Civil Society Turns On Lukashenka
“There is no more fear!” wrote Elena Molochko in her email to me. For 26 years of Lukashenka’s authoritarian regime, his crackdowns on opposition as well as rounds of arrests, kept Belarusian citizens locked in a prison of fear and self-censorship. Molochko, 63, a journalist with the newspaper The Will of the People, says her publication was constantly under pressure from the government—it was fined, banned from publishing, and had no means to fight back in court. This past week has changed the mood of the nation, she says. “People openly discuss news, cursing the OMON (riot police),” Molochko explains. “This is the first time we feel such solidarity with each other, we feel this great cathartic happiness from this new feeling.” In Minsk, she says, residents of multi-storied buildings leave their doors open for the protestors who need to hide from the police. They leave medical supplies outside, and taxi drivers give free rides to protestors.
Vlad Dobrovolsky, 28, a marketing professional with an IT company, has been volunteering since the protests began. When we spoke, he was moving extra water and food supplies from outside of the detention center where people waited and searched for missing loved ones, to hospitals for medical personnel and injured protestors. He said the screaming of those being tortured in the isolation center was unbearable.
“Right now Belarus has developed its civil society like never before, even 30 years ago, when we got our independence from the Soviet Union,” said Dosov. “Belarus was given its independence, it didn’t fight for it. Right now people come outside with national symbols.”
Several sources say there are no organizers or sponsors of the protests. People have created a foundation and donate money to support injured and wounded protesters. “This is classic blockchain,” Dosov says. “There are multiple spontaneous meetings throughout the city, numerous human chains—everyone with white ribbons.”
Belarussian people are not counting on help from the West, although there is hope that the UN and the European Parliament will somehow address the mass torture and brutal abuse protestors have experienced at the hands of the police. While some people hope for harsher sanctions on Lukashenka’s government and expect that the world will determine he is an illegitimate president, others understand that would leave Belarus isolated.
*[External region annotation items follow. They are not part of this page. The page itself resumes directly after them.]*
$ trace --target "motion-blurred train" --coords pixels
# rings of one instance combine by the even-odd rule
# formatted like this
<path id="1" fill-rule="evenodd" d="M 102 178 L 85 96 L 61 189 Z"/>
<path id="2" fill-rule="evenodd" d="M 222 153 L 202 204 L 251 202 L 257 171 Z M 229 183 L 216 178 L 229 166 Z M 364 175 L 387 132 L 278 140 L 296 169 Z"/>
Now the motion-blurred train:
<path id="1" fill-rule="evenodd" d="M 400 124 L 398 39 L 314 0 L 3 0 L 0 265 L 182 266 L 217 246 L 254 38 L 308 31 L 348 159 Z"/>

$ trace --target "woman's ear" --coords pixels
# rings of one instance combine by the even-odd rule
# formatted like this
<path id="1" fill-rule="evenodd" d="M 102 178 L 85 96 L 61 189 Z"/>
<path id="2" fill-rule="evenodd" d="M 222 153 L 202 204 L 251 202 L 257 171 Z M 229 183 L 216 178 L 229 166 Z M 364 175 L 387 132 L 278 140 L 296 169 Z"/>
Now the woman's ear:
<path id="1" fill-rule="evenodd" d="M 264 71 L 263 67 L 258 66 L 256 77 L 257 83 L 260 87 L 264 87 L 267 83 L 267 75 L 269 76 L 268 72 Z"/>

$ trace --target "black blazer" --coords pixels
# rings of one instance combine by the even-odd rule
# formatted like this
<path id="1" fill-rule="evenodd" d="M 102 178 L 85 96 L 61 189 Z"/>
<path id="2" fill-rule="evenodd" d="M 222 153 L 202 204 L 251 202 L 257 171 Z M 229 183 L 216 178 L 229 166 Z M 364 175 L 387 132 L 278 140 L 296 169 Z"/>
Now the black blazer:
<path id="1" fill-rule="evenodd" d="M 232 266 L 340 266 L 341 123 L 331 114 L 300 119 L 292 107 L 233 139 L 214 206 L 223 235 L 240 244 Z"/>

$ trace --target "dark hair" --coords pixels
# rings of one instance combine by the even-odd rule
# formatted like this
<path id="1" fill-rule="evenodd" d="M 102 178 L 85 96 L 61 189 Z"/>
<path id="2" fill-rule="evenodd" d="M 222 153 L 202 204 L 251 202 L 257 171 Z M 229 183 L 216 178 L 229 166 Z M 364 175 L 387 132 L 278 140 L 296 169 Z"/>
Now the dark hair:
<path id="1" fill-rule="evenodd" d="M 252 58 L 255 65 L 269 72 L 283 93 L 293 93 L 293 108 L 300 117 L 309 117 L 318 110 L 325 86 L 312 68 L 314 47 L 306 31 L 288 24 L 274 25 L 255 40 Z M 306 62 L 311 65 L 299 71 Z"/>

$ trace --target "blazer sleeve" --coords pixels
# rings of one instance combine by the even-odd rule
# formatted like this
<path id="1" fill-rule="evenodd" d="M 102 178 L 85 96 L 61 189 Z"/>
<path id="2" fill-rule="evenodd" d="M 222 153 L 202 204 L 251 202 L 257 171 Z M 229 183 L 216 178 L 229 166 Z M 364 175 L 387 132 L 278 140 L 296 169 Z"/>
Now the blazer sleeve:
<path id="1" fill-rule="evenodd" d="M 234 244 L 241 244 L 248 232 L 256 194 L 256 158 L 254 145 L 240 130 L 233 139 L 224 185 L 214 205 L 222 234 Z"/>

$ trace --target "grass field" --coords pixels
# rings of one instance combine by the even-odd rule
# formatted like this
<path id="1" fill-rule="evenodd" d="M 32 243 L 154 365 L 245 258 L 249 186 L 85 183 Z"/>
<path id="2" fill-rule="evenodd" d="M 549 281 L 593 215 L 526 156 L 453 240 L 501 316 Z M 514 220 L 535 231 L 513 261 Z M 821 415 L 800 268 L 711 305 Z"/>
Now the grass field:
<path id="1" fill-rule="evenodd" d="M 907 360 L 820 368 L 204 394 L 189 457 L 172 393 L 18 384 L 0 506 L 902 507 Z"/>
And isolation would only push the nation further into the hands of the dictator, and would invite unwelcomed assistance from its neighbor, Russia and the Kremlin.
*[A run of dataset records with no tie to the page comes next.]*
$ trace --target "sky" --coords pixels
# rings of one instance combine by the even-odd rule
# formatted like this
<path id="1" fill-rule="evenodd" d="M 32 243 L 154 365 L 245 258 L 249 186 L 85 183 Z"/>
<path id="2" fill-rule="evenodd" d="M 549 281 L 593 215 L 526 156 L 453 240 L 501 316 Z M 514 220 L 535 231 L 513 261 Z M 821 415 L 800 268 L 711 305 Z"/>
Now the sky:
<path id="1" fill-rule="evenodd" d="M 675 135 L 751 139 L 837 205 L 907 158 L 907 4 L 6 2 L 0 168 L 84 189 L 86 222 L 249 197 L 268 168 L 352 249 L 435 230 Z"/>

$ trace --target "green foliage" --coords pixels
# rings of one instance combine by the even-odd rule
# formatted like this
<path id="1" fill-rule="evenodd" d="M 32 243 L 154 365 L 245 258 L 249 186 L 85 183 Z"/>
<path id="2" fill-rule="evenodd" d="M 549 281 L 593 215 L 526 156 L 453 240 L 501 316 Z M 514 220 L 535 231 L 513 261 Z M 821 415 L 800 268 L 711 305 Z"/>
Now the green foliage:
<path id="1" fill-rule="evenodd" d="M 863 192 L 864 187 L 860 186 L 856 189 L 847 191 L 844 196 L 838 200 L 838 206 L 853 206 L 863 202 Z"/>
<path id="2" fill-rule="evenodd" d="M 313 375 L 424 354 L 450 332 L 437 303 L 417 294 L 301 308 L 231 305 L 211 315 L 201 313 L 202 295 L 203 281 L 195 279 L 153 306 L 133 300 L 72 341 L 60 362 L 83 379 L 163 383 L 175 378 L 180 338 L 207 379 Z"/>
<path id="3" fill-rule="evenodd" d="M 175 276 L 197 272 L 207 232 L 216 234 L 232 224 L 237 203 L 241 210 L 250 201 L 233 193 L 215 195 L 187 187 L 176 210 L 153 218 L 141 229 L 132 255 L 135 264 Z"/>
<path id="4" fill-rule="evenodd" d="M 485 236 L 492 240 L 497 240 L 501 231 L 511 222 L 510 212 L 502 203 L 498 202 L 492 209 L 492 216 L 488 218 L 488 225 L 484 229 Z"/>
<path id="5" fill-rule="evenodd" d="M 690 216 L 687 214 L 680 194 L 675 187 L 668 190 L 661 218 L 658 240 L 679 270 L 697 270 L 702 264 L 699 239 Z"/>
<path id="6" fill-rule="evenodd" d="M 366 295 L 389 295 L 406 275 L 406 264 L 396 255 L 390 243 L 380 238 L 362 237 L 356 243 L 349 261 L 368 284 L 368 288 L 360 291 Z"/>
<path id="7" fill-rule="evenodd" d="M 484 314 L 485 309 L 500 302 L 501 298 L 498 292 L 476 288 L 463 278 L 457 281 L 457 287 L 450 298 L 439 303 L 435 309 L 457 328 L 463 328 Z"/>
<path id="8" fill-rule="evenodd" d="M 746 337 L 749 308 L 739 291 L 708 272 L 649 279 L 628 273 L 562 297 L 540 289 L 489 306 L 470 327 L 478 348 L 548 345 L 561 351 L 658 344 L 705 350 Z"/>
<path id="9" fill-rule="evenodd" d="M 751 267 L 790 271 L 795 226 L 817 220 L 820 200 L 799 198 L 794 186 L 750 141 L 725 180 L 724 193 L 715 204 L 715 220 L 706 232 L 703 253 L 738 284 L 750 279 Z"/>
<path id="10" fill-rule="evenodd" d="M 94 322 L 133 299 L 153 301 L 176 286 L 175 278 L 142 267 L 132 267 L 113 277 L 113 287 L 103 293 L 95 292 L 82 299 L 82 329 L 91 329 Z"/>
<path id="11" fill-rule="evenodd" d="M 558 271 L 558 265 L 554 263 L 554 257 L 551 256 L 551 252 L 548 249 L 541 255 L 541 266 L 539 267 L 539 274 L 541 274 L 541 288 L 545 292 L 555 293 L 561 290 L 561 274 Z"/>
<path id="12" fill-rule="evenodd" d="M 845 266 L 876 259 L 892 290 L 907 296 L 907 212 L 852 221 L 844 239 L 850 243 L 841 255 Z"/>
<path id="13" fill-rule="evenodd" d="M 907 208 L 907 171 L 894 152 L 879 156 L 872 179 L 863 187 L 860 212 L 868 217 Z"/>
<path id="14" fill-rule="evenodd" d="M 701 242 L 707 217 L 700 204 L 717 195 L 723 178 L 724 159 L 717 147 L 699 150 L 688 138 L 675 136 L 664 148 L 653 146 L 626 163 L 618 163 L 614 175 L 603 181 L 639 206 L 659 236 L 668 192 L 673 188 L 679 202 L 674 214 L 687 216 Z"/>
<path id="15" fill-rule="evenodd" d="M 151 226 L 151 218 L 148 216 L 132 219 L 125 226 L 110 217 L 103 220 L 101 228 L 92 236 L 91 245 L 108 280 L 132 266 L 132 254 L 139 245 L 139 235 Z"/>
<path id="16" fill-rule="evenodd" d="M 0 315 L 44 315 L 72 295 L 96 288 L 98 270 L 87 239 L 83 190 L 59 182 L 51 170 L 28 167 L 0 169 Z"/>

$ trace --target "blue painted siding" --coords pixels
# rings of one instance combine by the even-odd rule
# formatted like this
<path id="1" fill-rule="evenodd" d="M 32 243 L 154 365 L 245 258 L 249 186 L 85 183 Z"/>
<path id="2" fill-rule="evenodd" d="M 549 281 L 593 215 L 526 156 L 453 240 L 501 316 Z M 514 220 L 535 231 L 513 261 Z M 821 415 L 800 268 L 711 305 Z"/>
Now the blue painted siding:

“We need to continue the protests,” Molochko thinks. “Ideally, to get Lukashenka to resign voluntarily.”
Dobrovolsky is sure, “The change is imminent.” Some people are still afraid that Lukashenka won’t leave, he said, but he, himself, is positive that this oneness and solidarity in the Belarusian people will result in something good.
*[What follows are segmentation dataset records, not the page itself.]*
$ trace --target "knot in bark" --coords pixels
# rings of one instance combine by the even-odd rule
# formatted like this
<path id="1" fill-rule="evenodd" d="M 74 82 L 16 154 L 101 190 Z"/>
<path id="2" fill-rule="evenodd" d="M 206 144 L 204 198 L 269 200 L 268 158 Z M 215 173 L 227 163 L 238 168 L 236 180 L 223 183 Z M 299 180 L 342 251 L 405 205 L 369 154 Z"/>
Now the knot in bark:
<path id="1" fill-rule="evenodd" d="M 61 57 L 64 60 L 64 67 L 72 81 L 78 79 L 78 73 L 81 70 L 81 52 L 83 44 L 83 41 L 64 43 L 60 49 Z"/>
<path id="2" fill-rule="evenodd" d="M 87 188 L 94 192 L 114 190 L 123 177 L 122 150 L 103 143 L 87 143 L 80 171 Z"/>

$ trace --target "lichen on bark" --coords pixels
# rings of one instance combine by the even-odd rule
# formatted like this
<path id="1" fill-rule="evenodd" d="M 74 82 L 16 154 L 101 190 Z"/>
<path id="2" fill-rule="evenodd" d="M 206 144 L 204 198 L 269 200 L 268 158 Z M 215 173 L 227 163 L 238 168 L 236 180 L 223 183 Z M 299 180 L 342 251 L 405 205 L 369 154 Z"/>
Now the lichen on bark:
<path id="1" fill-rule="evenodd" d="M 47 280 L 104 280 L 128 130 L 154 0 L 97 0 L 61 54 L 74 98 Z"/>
“We have two ways out of this situation right now,” says Dosov, the IT entrepreneur. “Either to negotiate, to figure out how to have honest elections, or the alternative would be oppression of the people and violence.” He added: “Lukashenka is very vindictive, he will crush anyone. Belarus is a peaceful country and it needs to go all the way, hopefully, peacefully.” Either way, the continuing protests and the will of the people make it clear that Belarus has passed the point of no return, and it looks increasingly likely that the nation will not move forward with Lukashenka at its helm.